Our new holding in Mitchell was that a district court has
jurisdiction to consider discovery requests brought pursuant
to Rule 60(b). Mitchell, 958 F.3d at 785–86. But there was
no new law with respect to the discovery request itself. See
id. at 790. Rather, we held that Peña-Rodriguez was not an
extraordinary change in the law governing access to jurors
such that a Rule 60(b)(6) motion was authorized.

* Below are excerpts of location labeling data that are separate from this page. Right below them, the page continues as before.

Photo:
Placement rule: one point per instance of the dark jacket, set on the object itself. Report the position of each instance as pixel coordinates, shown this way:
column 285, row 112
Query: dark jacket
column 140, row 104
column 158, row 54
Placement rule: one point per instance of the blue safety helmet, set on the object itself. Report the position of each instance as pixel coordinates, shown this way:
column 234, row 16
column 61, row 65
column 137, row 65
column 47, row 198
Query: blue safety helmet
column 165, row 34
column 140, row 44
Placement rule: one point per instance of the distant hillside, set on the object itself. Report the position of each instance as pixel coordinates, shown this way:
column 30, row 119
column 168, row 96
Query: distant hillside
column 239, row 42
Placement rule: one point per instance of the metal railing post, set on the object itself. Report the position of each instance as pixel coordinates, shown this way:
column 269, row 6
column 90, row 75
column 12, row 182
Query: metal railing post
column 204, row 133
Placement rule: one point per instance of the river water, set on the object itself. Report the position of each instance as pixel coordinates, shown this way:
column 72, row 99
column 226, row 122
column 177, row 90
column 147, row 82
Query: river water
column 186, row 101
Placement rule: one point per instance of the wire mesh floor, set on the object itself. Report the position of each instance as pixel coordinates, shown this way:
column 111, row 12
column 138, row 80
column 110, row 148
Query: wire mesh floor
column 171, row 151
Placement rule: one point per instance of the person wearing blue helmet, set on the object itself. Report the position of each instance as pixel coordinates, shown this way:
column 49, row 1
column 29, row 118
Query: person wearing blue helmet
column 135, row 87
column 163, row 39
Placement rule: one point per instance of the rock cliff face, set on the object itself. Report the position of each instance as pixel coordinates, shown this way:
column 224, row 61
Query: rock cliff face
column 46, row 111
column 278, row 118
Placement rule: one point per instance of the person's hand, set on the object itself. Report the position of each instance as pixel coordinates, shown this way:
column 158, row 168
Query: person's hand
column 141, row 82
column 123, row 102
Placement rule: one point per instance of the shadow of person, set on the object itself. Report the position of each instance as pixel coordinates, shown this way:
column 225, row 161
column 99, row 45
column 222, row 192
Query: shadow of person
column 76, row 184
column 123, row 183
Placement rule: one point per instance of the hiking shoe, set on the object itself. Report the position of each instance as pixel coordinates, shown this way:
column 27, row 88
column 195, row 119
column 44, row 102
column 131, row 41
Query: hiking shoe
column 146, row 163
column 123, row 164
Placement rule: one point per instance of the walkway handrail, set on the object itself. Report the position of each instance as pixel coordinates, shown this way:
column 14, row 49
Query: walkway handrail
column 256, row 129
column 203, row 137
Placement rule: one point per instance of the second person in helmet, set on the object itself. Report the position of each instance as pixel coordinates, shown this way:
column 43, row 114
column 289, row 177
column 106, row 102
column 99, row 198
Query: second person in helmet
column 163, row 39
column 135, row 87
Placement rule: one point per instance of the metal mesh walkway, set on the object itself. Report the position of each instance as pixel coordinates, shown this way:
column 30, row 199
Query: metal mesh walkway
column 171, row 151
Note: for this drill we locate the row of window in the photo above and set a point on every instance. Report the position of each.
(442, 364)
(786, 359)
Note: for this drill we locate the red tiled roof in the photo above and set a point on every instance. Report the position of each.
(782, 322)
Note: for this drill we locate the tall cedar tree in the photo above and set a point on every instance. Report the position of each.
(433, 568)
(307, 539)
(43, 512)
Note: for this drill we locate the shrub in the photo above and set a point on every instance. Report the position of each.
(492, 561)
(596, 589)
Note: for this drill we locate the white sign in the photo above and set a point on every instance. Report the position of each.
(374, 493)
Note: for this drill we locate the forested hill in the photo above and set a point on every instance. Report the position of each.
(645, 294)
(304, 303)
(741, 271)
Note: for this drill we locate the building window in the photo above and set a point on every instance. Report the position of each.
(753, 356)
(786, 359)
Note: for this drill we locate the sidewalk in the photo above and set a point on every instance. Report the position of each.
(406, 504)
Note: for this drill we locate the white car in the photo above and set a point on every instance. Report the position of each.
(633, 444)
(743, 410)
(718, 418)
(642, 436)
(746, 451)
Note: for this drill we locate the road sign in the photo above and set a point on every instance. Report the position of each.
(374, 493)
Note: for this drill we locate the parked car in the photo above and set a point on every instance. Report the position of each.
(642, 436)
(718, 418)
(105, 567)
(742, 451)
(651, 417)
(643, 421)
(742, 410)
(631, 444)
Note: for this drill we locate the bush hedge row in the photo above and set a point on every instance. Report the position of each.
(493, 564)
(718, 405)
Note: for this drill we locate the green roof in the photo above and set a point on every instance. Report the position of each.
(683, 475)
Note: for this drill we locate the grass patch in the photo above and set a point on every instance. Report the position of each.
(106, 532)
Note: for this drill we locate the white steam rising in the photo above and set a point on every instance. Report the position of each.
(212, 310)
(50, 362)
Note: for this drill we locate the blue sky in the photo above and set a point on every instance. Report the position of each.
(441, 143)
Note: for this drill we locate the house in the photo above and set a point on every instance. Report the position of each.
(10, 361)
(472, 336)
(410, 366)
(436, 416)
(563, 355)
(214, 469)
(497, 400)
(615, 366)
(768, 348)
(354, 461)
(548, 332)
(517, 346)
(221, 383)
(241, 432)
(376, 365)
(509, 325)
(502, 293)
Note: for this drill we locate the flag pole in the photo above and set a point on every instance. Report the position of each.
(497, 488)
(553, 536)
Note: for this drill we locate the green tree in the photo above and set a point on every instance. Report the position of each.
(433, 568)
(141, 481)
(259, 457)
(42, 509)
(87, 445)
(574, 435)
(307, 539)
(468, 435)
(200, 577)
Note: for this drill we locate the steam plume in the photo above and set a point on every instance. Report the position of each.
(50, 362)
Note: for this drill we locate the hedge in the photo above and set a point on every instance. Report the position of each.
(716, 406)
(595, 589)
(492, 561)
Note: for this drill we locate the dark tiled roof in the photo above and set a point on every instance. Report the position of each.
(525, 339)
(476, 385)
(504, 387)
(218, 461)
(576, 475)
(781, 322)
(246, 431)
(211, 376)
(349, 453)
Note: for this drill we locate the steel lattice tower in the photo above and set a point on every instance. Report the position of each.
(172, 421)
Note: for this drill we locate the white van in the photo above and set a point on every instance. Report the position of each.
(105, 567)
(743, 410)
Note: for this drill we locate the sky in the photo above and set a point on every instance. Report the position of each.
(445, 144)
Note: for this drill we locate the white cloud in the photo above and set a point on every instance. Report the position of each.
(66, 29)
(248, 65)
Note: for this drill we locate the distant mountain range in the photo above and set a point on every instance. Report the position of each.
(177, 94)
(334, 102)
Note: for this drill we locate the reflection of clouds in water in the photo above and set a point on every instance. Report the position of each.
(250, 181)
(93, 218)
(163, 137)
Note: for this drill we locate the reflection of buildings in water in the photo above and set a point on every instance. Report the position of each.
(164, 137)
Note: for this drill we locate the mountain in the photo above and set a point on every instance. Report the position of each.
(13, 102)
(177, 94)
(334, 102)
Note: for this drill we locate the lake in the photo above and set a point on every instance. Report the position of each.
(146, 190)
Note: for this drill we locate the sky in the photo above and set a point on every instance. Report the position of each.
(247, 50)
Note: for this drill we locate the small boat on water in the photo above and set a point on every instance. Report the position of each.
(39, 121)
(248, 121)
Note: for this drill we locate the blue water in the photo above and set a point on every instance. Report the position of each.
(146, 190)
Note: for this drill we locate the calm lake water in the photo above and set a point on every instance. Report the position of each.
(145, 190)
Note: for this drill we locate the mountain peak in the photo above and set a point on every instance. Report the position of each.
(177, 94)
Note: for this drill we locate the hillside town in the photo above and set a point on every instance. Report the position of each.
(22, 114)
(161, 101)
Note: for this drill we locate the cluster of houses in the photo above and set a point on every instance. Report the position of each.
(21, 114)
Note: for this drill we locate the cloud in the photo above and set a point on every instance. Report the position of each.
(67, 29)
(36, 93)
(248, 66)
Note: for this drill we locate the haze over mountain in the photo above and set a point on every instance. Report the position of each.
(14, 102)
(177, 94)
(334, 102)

Id. at 791.

    1
      Although the district court initially assumed arguendo that Mitchell
was an extraordinary change in the law, in its order denying
reconsideration, the court concluded that “Martinez has failed to
demonstrate that Mitchell is an intervening change in law that constitutes
extraordinary circumstances sufficient to permit him to reopen the
judgment in these circumstances.”
22                  MARTINEZ V. SHINN

    Because Mitchell did not change the substantive law
governing Martinez’s discovery requests, it does not
constitute an extraordinary circumstance justifying relief
from final judgment under Rule 60(b)(6). Just as we held in
Mitchell that Peña-Rodriguez did not disturb the longstanding
rules giving trial courts discretion over granting requests to
interview jurors, we hold here that Mitchell did not disturb
the underlying rules governing the discovery that Martinez
seeks. See id. at 789. The district court therefore did not err
in applying our well-settled rules governing discovery in
habeas proceedings in denying Martinez’s Rule 60(b)(6)
motion for additional discovery. See Rule 6(a), Rules
Governing § 2254 Cases (allowing discovery for “good
cause”); see also Bracy v. Gramley, 520 U.S. 899, 908–909
(1997) (defining “good cause” for discovery). No reasonable
jurist would disagree with the district court’s decision.

                       IV. Conclusion

    It is beyond debate among reasonable jurists that the
district court did not abuse its discretion in denying
Martinez’s motion under Rule 60(b)(6). We therefore decline
to grant Martinez’s requested COA.

     Certificate of Appealability DENIED.